La France de toujours

par Khalifa Chater
mercredi 9 mai 2007

Analysant les résultats des élections présidentielles françaises, l’analyste géopolitique tunisien, le Professeur Khalifa Chater redimensionne le discours de la campagne et les effets des humeurs de la rue, qu’on tente d’idéologiser. Il fait valoir que la praxis politique dépendra des équilibres fondateurs de la France, de ses acquis historiques et des exigences de sa géographie, une nécessité géopolitique pour sauvegarder le statut de la France et sa vocation de pays des Droits de l’homme.

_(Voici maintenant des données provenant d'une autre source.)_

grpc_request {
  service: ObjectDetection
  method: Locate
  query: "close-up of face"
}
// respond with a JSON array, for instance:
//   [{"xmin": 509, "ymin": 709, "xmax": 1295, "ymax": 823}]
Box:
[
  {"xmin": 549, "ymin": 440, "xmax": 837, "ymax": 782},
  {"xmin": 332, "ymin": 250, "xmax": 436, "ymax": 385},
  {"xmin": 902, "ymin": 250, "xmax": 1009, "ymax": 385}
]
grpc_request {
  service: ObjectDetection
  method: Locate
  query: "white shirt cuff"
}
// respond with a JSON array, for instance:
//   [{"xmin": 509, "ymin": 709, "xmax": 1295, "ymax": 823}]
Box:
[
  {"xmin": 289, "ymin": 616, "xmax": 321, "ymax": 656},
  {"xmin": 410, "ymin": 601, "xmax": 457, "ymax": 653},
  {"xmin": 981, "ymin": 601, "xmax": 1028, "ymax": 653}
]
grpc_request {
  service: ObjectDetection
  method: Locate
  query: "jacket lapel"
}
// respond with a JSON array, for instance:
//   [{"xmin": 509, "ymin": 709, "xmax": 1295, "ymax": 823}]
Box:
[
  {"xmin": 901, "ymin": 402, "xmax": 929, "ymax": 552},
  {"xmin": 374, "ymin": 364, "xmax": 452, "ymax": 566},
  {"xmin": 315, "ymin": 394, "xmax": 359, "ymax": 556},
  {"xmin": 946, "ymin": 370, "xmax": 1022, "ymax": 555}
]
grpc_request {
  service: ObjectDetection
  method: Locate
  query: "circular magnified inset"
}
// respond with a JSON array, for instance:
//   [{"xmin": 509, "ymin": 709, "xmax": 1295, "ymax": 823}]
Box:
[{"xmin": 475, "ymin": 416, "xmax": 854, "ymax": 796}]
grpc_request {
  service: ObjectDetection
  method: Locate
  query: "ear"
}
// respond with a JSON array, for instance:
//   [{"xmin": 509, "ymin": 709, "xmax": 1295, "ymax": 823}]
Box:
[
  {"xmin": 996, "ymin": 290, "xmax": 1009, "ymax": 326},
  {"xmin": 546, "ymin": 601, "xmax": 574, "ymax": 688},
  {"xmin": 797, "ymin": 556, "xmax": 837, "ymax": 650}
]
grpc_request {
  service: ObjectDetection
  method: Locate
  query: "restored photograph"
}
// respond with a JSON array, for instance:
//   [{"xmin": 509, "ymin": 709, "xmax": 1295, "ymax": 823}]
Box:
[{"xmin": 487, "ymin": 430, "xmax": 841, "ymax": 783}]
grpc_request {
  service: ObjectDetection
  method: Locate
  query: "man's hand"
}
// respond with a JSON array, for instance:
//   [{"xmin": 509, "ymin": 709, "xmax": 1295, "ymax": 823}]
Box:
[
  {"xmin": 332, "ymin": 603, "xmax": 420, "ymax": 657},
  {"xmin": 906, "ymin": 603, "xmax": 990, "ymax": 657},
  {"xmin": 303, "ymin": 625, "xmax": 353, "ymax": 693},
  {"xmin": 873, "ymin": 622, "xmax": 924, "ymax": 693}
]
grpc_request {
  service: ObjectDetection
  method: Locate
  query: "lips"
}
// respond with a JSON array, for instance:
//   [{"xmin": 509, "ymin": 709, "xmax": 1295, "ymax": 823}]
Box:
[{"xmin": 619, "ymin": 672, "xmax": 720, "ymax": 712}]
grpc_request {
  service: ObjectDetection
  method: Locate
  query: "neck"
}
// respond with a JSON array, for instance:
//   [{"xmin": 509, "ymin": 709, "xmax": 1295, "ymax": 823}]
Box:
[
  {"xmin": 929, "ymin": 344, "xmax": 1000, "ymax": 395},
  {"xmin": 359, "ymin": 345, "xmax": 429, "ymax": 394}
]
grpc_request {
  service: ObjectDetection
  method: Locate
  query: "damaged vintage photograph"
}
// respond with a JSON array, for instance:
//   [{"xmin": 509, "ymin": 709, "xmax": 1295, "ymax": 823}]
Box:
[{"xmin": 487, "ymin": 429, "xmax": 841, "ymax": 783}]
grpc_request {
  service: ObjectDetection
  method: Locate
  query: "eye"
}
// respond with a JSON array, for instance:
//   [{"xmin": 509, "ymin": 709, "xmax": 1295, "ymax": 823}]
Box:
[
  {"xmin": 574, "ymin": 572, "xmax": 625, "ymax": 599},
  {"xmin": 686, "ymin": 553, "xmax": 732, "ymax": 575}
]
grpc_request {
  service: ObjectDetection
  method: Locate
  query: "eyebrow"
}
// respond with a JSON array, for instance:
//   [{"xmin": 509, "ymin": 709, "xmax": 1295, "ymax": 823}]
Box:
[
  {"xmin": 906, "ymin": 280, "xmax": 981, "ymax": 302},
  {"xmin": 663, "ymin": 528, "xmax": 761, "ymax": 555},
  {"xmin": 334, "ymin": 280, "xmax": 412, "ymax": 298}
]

Les dès sont jetés. Les Français se sont prononcés. Sarkozy est élu, pour cinq ans. Il tiendra le gouvernail, gérant la France de demain. Il faut en prendre acte et tenir compte des mutations du paysage politique français et des choix fondateurs et des nouvelles options que prendra le nouveau gardien de l’Elysée. Développement du chômage, baisse du niveau de vie, crise de l’habitat, les questions soulevées au cours de la campagne ont accordé la priorité aux problèmes du quotidien et des difficultés du vécu, qui furent exprimées, mises en valeur sinon surestimées. Elles constituent désormais des priorités, des enjeux de la prochaine gouvernance.
 

Le nouveau président tiendra compte nécessairement de l’écoute de son électorat. Constat pragmatique d’une évidence, certains thèmes de campagne ne peuvent être des options de gouvernement. Leurs effets d’annonce ne résisteront pas aux épreuves de la praxis gouvernementale. Trop d’intérêts sont en jeu. Ils militeront pour le maintien du statu quo. Une prise de distance par rapports aux surenchères, aux obsessions culpabilisant les émigrants, les trente cinq heures, les déboires attribués hâtivement à la construction communautaire, permettra de remettre les pendules à l’heure, de faire valoir les normes et les valeurs. Le nouveau président devra signer la fin de partie pour tous ceux qui veulent idéologiser les humeurs de la rue, les colères discriminantes, en contradiction évidente avec l’éthique du pays des Droits de l’homme. « On est, dans l’hexagone, dans le fragmentaire et non pas dans le global[1] ». Le nouveau Président aura la charge d’effectuer un changement de vision, faisant valoir le global sur le fragmentaire, la vision d’ensemble sur les perceptions partielles, dans le cadre de la formulation et la mise en œuvre d’un projet national.

Privilégiant l’approche de proximité, la dernière campagne française a occulté « le territoire-monde », négligé le rôle de la France comme acteur sur la scène internationale. Cette situation conjoncturelle sera rapidement dépassée. Des observateurs semblent accréditer la thèse d’un changement radical de la politique étrangère française. Les temps ont, bien entendu, changé. Le nouveau Président prendra en charge, ce qui relève de la vie intérieure de la France et de sa politique extérieure, dans le cadre des marges de manœuvres que lui laisse l’institution communautaire. Certes, la politique gaullienne relève davantage du patrimoine intellectuel français. Mais le Président Sarkozy tiendra nécessairement compte des équilibres fondateurs de la France, de ses acquis historiques et des exigences de sa géographie, pour assurer la continuité française, dans ses aires privilégiées l’Europe, le Maghreb, l’Afrique et le Moyen-Orient. De ce point de vue, il serait plus juste de parler d’adaptation au nouveau contexte, que d’une rupture qui affecterait le statut international de la France.

Khalifa Chater

(Tunis, 6 mai 2007)


[1] - Diagnostic d’Edgar Morin, affirmé sur Fr 3, le 24 mars 2007.